Mam przeczucie, że ta sejmowa przygoda będzie miała swoją prezydencką wersję. Mimo dwóch wet i ambitnej zapowiedzi, że w pałacowej kancelarii powstaną nowe ustawy o Sądzie Najwyższym i Krajowej Radzie Sądownictwa – głowa państwa też wróci do starego okablowania. Ze smutkiem to zauważam, ale do dziś nie słyszałem, by Andrzej Duda miał do siebie jakiekolwiek pretensje, że był w grupie demolującej Trybunał Konstytucyjny.

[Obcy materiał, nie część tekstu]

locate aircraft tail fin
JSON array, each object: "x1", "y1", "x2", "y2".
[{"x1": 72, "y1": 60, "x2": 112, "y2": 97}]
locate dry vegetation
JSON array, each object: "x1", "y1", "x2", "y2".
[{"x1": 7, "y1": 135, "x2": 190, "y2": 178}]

Nie czuje się zażenowany, choć posłusznie czuwając nocami z długopisem w ręku, podpisywał ustawy, o których nikt już nie orzekał, że są sprzeczne z konstytucją, bo nie miał kto. A komu zawdzięczamy propagandę polityczną i historyczną w szkołach? No i 564 godziny religii, czyli więcej niż chemii, fizyki oraz biologii razem wziętych? 12 lat na kolanach to chyba przesada. Czy to wrodzona szczerość kazała Andrzejowi Dudzie wyznać, że nie jest prezydentem wszystkich Polaków? Czy prezydent chociaż raz się zająknął w sprawie wycinania Puszczy Białowieskiej oraz zabijania zwierząt? „Dzieci i wnuki zdrajców Rzeczypospolitej, którzy walczyli o utrzymanie sowieckiej dominacji nad Polską, zajmują wiele eksponowanych stanowisk w różnych miejscach, w biznesie, mediach” – kto miał czelność tak do nas mówić?
I co, mam teraz jak głupi uwierzyć w szlachetne intencje głównego lokatora Pałacu Namiestnikowskiego i jego urzędników w sprawie reformy sądownictwa?